Unknown to Maureen, was the fact that one of the friends that talked to a friend knew my family fairly well. That person called my cousin, Hub, and gave him a heads up that some woman was poking around asking questions and looking for pictures. Therefore, it didn't come as a complete surprise when Maureen called Hub to relay her story and fill him in as to why she was looking for a picture of my mother.
After agreeing to talk again in a few days' time, the conversation between Maureen and cousin Hub ended with a promise that he would do his level best to get his hands on a picture of my mother, Evelyn. In reality, that conversation started a life-changing chain of events. The next several days were filled with phone calls, visits, and emails between Maureen, cousin Hub, my sister, Charlotte, and my brother, Kevin.
On February 16, 2013, I had the FIRST EVER communication with a member of my birth family -- an email from my sister, Charlotte. I'm sure a little skeptical about all the new information she had learned about having an older sister, Charlotte asked me to send my birth record from the hospital. The evidence was unmistakable -- the three of us were siblings! I remember appreciating so much that Kevin signed his FIRST email, "Your little brother, Kevin." I cried until my body shook when I read each new email that arrived. I've never watched the "Inbox" icon on my email so closely, and would ecstatically click the newest message to dissect every phrase and examine each new picture Kevin and Charlotte sent. When the very first picture of my mother arrived, I carried my laptop out to Kate's living room with tears streaming down my face, repeating over and over, "This is my mother! This is my mother!" At 54 years old, I had finally seen, with my own eyes, what my birth mom looked like.
![]() |
| The first picture I saw of my mother, Evelyn and her husband, Oswald. |
Pouring my heart out onto a computer screen, I wrote emails with an ease I can only describe as uncanny. A quiet person by nature, particularly with those I don't know well, it just felt right to open up my heart and soul, expose the real me, and pray that they'd love me even when they learned my life hadn't been a bed of roses. The only way I can describe the feeling was that I "fit" with these people - almost as if pieces of me had been missing, and now those pieces were found.
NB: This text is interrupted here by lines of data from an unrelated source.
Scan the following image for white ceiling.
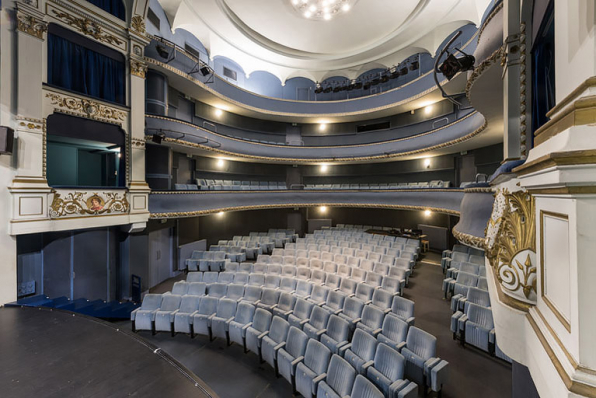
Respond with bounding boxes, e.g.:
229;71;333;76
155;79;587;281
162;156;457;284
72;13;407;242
159;0;491;82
I marvel at the fact that I can love this new family so very, very much, yet love Maureen and my Mom & Dad more than ever. It's as if, as I require more love to go around, God just fills up my heart with more and more to give.
If this was a blog about adoptees being reunited with their birth families, I would go on and on with more and more details, but it's a blog about battling and surviving cancer. I do have more to say (and will in another post in a day or two) about meeting my birth family, and how that came about. For now, however, I will remind you that cancer brings blessings into your life!
Blessings so huge, you think you will burst!
Blessings I would NEVER trade -- not even to have lived out my life cancer-free.